Next generation nanopores
6th December 2024
With the help of AI, nanopore sequencing can reliably read ultra-long sequences of DNA, RNA and many base-pair modifications. The next goal? DIY sequencing of DNA, proteins and entire human genomes in 15 minutes
Ten years ago, Oxford Nanopore launched the MinION, the company’s pocket-sized sequencer aimed at enabling anyone to perform rough-and-ready DNA analysis, anywhere. Fast, cheap and requiring minimal sample prep, the devices were soon being used everywhere from student hackspaces to off-grid research expeditions in far-flung places, including space.
However, there was one crucial problem: accuracy. The first generation of MinIONs typically read just 70-80% of DNA base pairs in a sequence correctly, while researchers could expect 99.9% from existing industry-standard sequencing. It limited nanopore sequencing to resource-limited or educational settings, or research scenarios where high-resolution reads were not important.

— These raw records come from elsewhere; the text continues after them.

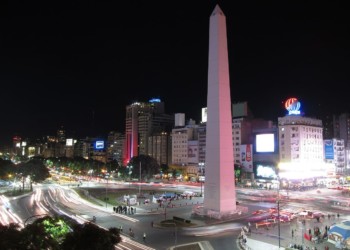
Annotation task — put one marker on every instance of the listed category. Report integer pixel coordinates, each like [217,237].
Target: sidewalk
[262,236]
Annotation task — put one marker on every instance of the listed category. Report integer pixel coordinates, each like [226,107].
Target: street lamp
[140,181]
[175,230]
[278,213]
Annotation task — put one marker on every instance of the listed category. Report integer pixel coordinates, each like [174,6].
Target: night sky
[78,64]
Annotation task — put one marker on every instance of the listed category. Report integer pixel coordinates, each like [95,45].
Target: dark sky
[78,64]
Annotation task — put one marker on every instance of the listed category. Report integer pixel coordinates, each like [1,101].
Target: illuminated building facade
[142,121]
[301,146]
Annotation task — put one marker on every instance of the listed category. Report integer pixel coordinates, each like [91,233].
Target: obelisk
[219,188]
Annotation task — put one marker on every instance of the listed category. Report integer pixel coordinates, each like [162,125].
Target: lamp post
[106,191]
[140,182]
[278,213]
[129,167]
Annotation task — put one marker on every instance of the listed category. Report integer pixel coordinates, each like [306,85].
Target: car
[265,223]
[282,217]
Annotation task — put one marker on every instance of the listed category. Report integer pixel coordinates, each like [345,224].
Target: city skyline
[79,66]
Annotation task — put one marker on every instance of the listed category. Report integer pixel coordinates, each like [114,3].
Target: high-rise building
[142,121]
[115,147]
[341,128]
[301,147]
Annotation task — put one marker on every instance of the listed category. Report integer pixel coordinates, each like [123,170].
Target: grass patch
[17,192]
[114,195]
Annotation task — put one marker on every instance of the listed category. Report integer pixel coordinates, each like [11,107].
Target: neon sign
[293,106]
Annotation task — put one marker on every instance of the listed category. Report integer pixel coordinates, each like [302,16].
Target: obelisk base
[200,210]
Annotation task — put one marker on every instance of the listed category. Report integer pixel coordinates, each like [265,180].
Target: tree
[89,236]
[58,233]
[35,169]
[39,235]
[9,236]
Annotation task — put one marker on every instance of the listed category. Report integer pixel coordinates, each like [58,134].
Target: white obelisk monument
[219,189]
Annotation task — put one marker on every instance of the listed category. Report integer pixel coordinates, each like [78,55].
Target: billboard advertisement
[247,157]
[192,154]
[328,149]
[266,170]
[69,142]
[265,143]
[99,145]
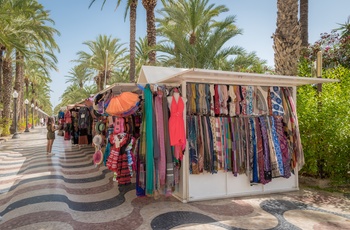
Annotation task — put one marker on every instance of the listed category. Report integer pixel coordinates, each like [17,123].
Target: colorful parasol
[98,157]
[123,103]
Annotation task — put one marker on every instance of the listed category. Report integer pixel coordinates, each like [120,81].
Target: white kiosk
[223,184]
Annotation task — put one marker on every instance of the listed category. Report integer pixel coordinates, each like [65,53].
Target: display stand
[223,184]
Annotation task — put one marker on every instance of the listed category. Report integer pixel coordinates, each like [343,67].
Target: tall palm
[40,43]
[25,33]
[74,94]
[101,61]
[142,51]
[304,22]
[344,28]
[132,6]
[193,41]
[149,6]
[287,38]
[79,75]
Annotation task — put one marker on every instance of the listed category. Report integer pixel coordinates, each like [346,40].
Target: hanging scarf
[169,156]
[266,149]
[149,143]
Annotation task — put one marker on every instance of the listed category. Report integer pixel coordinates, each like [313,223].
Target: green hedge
[324,121]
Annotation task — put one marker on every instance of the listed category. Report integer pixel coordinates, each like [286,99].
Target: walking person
[50,134]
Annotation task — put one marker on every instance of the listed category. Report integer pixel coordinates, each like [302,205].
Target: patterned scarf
[149,143]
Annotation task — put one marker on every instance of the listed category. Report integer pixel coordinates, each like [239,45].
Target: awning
[157,75]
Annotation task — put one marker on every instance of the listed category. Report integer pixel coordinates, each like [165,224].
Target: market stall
[220,179]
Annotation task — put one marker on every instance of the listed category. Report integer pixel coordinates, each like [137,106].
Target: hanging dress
[176,124]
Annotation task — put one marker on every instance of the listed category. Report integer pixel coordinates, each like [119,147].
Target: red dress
[176,123]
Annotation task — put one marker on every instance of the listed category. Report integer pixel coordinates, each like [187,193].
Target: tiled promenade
[66,191]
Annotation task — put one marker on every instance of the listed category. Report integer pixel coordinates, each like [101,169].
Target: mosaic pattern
[67,191]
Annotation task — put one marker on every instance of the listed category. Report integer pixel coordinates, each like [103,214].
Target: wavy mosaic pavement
[67,191]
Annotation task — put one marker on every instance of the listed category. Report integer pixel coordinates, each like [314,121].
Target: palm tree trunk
[19,85]
[7,89]
[304,22]
[149,5]
[287,38]
[1,82]
[133,7]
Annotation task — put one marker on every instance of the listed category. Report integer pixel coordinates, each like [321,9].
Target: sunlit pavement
[66,191]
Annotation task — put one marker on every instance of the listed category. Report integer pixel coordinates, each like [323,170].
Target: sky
[78,23]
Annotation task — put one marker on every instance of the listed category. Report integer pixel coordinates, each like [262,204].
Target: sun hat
[98,157]
[97,140]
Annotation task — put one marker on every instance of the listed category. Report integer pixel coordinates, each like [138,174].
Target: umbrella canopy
[123,103]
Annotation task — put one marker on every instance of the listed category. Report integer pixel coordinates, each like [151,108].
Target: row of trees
[27,49]
[185,41]
[324,116]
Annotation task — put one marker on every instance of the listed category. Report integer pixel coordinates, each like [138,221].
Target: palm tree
[344,29]
[149,6]
[132,5]
[192,40]
[74,94]
[40,43]
[107,54]
[287,38]
[79,75]
[142,51]
[304,22]
[26,34]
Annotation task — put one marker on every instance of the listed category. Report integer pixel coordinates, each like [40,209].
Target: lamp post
[15,96]
[37,113]
[32,105]
[26,102]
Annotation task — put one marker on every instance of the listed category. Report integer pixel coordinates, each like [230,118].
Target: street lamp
[15,96]
[32,105]
[37,113]
[26,102]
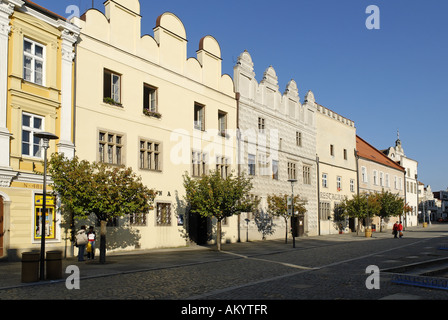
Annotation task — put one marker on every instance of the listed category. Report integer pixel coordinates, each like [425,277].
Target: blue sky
[387,79]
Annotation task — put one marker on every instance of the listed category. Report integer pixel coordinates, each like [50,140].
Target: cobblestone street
[319,268]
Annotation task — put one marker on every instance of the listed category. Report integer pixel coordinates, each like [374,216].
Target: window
[199,117]
[222,166]
[33,62]
[324,180]
[324,210]
[260,125]
[275,169]
[163,214]
[306,174]
[112,87]
[149,98]
[222,123]
[298,139]
[251,162]
[31,124]
[150,155]
[339,183]
[364,174]
[137,219]
[110,148]
[198,163]
[292,170]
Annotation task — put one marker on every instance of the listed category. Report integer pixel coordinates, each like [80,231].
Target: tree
[106,191]
[361,206]
[278,206]
[213,196]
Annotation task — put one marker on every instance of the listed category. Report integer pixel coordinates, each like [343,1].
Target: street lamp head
[46,137]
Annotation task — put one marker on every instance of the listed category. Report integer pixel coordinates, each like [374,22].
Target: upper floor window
[31,124]
[149,99]
[222,123]
[199,117]
[33,62]
[112,87]
[110,148]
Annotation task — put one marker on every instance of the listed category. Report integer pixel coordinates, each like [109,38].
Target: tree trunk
[103,242]
[218,235]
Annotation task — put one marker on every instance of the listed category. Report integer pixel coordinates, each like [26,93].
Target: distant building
[336,145]
[36,85]
[410,182]
[377,173]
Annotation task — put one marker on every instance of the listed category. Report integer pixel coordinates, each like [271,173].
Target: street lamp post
[46,137]
[292,211]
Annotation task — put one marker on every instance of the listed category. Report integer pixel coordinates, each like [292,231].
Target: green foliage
[278,206]
[213,196]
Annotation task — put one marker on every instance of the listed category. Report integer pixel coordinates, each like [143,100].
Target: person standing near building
[400,230]
[91,236]
[81,242]
[395,230]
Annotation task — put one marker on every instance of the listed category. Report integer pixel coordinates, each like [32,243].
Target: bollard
[30,266]
[54,265]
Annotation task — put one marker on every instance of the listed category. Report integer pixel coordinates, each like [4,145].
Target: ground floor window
[50,218]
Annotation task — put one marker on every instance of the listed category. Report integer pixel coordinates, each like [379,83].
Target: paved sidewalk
[145,260]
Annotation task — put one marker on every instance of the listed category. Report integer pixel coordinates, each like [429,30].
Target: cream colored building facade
[336,144]
[377,172]
[410,183]
[141,103]
[276,142]
[36,94]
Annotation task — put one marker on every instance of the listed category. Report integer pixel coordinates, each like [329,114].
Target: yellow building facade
[141,103]
[36,95]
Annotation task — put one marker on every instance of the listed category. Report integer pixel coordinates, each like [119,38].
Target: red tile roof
[366,151]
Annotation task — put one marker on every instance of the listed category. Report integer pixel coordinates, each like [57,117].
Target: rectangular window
[32,124]
[306,174]
[110,148]
[339,183]
[198,163]
[299,139]
[222,123]
[149,98]
[199,117]
[137,219]
[275,169]
[33,62]
[260,125]
[112,87]
[324,210]
[292,170]
[150,155]
[251,162]
[222,166]
[163,214]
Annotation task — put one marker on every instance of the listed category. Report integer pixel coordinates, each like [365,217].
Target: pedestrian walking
[400,230]
[395,230]
[81,242]
[91,236]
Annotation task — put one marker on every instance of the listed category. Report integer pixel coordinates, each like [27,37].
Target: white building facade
[276,142]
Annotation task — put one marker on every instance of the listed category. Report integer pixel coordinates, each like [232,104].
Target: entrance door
[1,226]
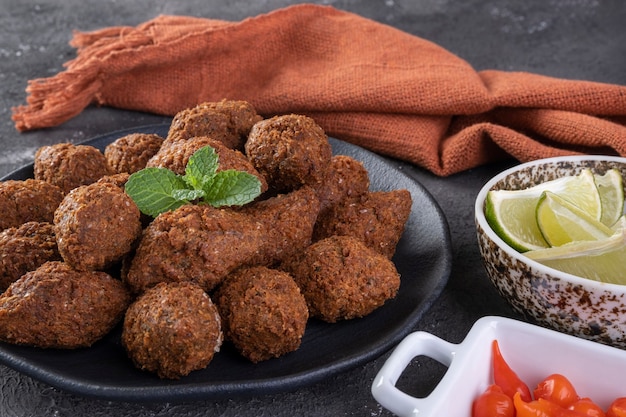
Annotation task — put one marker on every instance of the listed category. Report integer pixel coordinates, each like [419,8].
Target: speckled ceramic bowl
[554,299]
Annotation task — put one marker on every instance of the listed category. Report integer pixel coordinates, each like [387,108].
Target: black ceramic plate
[423,258]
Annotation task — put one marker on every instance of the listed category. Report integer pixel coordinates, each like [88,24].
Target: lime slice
[511,214]
[600,260]
[611,190]
[561,222]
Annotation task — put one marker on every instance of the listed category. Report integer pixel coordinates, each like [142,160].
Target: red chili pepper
[617,408]
[493,403]
[506,378]
[541,408]
[557,389]
[587,407]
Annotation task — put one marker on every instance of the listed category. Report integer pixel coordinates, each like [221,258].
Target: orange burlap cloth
[364,82]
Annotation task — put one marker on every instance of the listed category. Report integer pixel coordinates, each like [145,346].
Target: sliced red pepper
[587,407]
[541,408]
[557,389]
[493,403]
[617,408]
[506,378]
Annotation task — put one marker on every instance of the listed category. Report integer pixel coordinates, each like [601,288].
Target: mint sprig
[157,190]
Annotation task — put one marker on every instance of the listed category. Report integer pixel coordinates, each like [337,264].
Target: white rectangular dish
[597,371]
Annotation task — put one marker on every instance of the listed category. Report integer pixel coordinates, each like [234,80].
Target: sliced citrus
[561,222]
[511,213]
[611,190]
[601,260]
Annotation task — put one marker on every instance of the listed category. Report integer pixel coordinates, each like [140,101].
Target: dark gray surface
[577,39]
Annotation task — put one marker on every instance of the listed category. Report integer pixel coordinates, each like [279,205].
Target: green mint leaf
[187,195]
[201,167]
[232,188]
[152,190]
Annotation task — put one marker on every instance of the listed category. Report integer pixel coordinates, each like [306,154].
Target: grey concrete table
[577,39]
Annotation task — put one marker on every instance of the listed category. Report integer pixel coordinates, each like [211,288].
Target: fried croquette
[376,217]
[203,244]
[26,201]
[24,249]
[228,121]
[68,166]
[172,329]
[342,279]
[56,306]
[96,225]
[175,155]
[346,178]
[263,312]
[131,153]
[289,151]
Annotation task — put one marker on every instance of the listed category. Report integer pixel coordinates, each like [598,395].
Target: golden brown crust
[131,153]
[342,279]
[28,200]
[289,151]
[96,225]
[376,218]
[56,306]
[68,166]
[263,312]
[172,329]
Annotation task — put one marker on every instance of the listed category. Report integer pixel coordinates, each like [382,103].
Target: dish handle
[384,386]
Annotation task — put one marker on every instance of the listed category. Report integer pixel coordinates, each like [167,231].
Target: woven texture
[364,82]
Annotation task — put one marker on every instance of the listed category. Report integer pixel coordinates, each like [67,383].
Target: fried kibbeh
[341,278]
[346,178]
[289,151]
[28,200]
[24,249]
[288,220]
[56,306]
[376,217]
[68,166]
[263,312]
[203,244]
[172,329]
[130,153]
[96,225]
[175,155]
[228,121]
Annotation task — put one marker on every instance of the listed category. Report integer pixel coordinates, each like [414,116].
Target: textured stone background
[577,39]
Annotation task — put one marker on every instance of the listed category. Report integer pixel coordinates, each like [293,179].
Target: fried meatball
[263,312]
[172,329]
[203,244]
[68,166]
[289,151]
[175,155]
[26,201]
[342,279]
[288,221]
[346,178]
[56,306]
[196,243]
[96,225]
[131,153]
[377,218]
[24,249]
[227,121]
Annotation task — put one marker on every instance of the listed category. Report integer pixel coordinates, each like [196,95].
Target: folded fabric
[364,82]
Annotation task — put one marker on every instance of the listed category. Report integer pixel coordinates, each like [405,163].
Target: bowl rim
[481,220]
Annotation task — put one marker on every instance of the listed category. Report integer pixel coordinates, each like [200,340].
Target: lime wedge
[600,260]
[611,190]
[561,222]
[512,213]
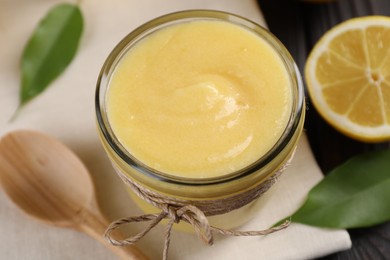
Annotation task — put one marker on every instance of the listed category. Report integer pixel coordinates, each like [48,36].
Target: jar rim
[189,15]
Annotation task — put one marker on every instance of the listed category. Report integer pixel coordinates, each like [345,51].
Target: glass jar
[205,189]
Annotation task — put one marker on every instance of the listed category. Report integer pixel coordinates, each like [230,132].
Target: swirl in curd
[199,99]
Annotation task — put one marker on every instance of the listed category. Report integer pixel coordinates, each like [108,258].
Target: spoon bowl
[50,183]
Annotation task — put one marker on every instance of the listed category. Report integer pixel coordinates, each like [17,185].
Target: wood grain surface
[299,25]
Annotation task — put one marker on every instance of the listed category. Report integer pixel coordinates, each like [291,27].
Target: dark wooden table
[299,25]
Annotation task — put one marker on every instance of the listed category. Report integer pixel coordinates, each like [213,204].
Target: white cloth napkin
[66,111]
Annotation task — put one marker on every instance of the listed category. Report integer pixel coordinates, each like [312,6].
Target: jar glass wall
[200,189]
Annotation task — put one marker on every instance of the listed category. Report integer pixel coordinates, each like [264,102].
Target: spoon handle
[95,225]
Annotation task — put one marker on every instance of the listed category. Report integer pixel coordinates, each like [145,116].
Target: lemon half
[348,78]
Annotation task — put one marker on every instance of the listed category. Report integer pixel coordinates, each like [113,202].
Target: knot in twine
[192,212]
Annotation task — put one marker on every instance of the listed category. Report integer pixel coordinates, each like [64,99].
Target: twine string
[189,214]
[193,212]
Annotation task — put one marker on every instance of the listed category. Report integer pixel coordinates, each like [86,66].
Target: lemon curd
[200,106]
[199,99]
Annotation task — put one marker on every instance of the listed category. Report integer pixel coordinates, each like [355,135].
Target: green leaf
[50,49]
[355,194]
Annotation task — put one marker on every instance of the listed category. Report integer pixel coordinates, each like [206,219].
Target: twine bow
[189,214]
[192,212]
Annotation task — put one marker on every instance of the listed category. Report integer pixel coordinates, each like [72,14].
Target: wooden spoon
[49,182]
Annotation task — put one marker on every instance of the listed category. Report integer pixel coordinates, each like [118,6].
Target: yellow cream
[199,99]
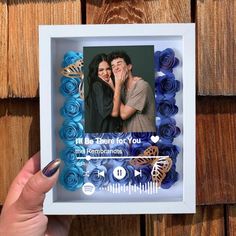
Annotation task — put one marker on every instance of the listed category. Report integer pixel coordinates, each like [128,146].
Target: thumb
[33,194]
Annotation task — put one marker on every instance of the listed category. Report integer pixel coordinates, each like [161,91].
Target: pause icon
[119,172]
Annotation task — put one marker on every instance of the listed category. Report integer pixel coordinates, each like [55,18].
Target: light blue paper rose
[70,87]
[71,156]
[73,109]
[98,176]
[70,58]
[70,131]
[72,178]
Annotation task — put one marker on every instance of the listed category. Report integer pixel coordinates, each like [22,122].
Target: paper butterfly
[76,71]
[160,165]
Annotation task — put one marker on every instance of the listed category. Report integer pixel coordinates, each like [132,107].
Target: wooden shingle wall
[216,102]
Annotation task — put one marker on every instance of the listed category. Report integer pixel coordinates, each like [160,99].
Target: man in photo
[133,95]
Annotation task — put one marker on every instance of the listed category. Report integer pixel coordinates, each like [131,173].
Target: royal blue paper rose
[171,177]
[70,58]
[123,136]
[137,149]
[70,131]
[165,60]
[70,87]
[169,150]
[96,136]
[167,130]
[167,85]
[72,178]
[73,109]
[128,178]
[71,156]
[144,176]
[166,108]
[143,136]
[98,176]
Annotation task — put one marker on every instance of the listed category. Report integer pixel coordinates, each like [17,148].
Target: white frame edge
[187,31]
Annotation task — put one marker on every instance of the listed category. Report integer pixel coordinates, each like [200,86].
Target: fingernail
[51,168]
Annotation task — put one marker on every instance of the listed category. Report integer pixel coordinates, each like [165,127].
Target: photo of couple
[116,100]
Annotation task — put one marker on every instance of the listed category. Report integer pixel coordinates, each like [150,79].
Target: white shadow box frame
[54,42]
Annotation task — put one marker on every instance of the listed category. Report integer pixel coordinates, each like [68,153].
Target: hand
[22,212]
[121,76]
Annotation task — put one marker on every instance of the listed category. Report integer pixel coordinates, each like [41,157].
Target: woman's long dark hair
[93,72]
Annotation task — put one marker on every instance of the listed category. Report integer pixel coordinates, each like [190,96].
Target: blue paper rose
[70,131]
[98,176]
[165,60]
[137,149]
[72,178]
[145,175]
[70,87]
[70,156]
[167,85]
[143,136]
[169,150]
[167,130]
[166,108]
[171,177]
[70,58]
[128,178]
[73,109]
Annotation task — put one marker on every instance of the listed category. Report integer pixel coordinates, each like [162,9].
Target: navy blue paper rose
[117,152]
[70,58]
[73,109]
[144,176]
[128,178]
[70,131]
[167,85]
[98,176]
[70,87]
[171,177]
[137,149]
[72,178]
[123,136]
[169,150]
[165,60]
[71,157]
[166,108]
[143,136]
[167,130]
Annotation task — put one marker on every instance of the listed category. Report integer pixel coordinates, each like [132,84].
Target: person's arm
[22,212]
[116,101]
[135,103]
[120,79]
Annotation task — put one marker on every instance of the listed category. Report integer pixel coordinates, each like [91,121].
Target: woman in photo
[101,111]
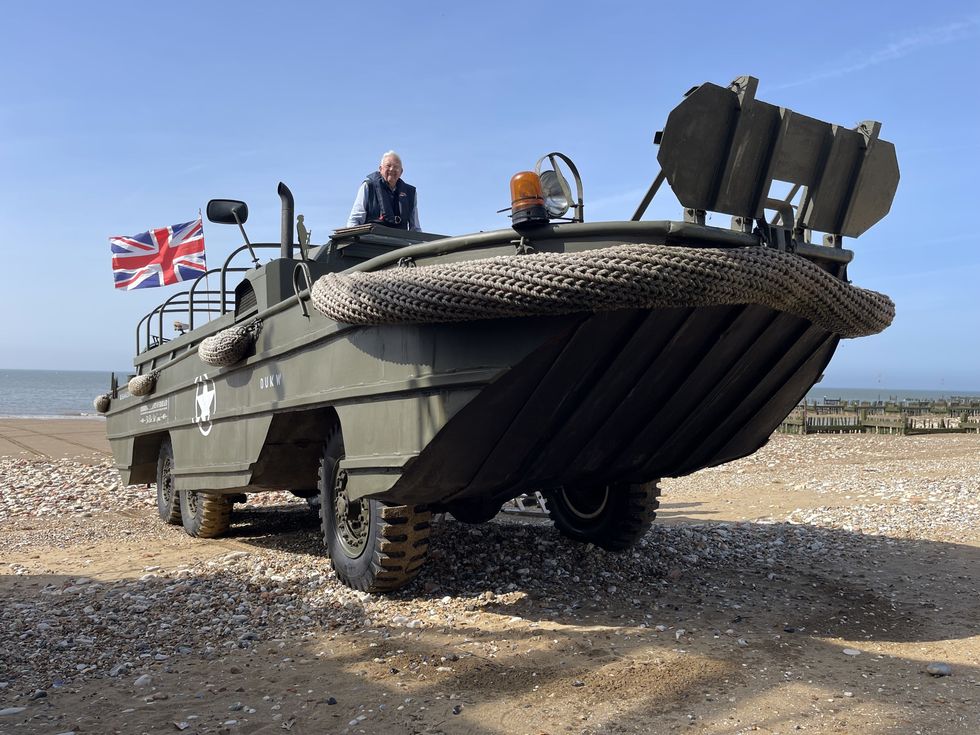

But the accuracy of nanopore sequencing has improved over the last decade. Much of this is due to the use of machine learning (ML) in the algorithms that ‘read’ the tiny signals made as strands of DNA pass through nanopores. With nanopore sequencing’s ability to read ultra-long DNA and RNA sequences, as well as a growing range of base pair modifications and structural genetic elements, all without the need for amplification, nanopore sequencing is now being used across all areas of the life sciences, even in demanding specialties such as clinical diagnostics and pharmaceutical quality testing.
Oxford Nanopore has even bigger ambitions for the years ahead, including a device that can read entire human genomes, accurately, in under 15 minutes, and a device that allows non-expert users to sequence their DNA with nothing more than a cotton swab.
Deamer’s daydream
The concept of nanopore sequencing can be traced back to 1989, when biologist Professor David Deamer, then at UC Davis, had a strange idea while sitting in traffic, which he later sketched out in a notebook. He wondered if a pore protein, embedded in a membrane, might create specific signatures of ionic charge as different nucleotides passed through its nanoscopic channel. The pore protein, or nanopore, would in effect be a sensor, issuing a different signal for each type of nucleotide in a DNA sequence.
After discussing with colleagues years later, experiments on ‘nanopore sensing’ began in 1993 and were first described in a paper in 1996¹ using a pore protein called ɑ-hemolysin derived from Staphylococcus aureus. This early nanopore sensor was able to just about distinguish the signals made by DNA or RNA strands of different sizes.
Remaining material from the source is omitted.